Tapi di sisi lain memberikan kesan yang terlalu bebas akan membahayakan karena akan membuat primordialisme semakin kental.
Ini diungkapkan Anggota MPR RI Hasani Bin Zuber dihadapan para pengurus GP Ansor Kabupaten Bangkalan, Jawa Timur, dalam acara Sosialisasi Empat Pilar Kebangsaan.
Menurut politikus Demokrat ini, untuk mencegah agar kebebasan tak kebablasan dengan menanamkan kembali ideologi yang ada dalam Empat Pilar Kebangsaan yaitu Pancasila, UUD 45, NKRI, dan Bhineka Tunggal Ika.

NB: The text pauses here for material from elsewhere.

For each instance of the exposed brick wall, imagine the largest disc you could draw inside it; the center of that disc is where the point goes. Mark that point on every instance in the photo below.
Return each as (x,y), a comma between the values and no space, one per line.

“Kader Ansor harus ambil bagian dalam hal ini,” kata dia, 3 Juni 2021.
“kita bersama-sama menjaga dan mengintensifkan kembali nilai-nilai luhur bangsa kita yang bersumber pada Pancasila, Bhinneka Tunggal Ika dan Negara Kesatuan Republik Indonesia (NKRI),” dia menambahkan.

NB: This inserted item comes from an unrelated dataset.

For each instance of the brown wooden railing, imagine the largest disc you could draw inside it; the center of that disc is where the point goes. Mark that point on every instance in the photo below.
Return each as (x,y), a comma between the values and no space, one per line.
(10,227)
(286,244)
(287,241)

Meski demikian, untuk menanamkan ideologi tersebut pemerintah tidak akan melakukannya dengan cara pemaksaan.
Cara paling mudah, kata dia, memamfaatkan akun media sosial masing-masing untuk aktif bersosialisasi dan mengcounter bila ada penyebaran opini-opini yang mengajak pada perpecahan.
“Jadi beda dengan yang dulu yang harus ikut penataran,” pungkas Hasani.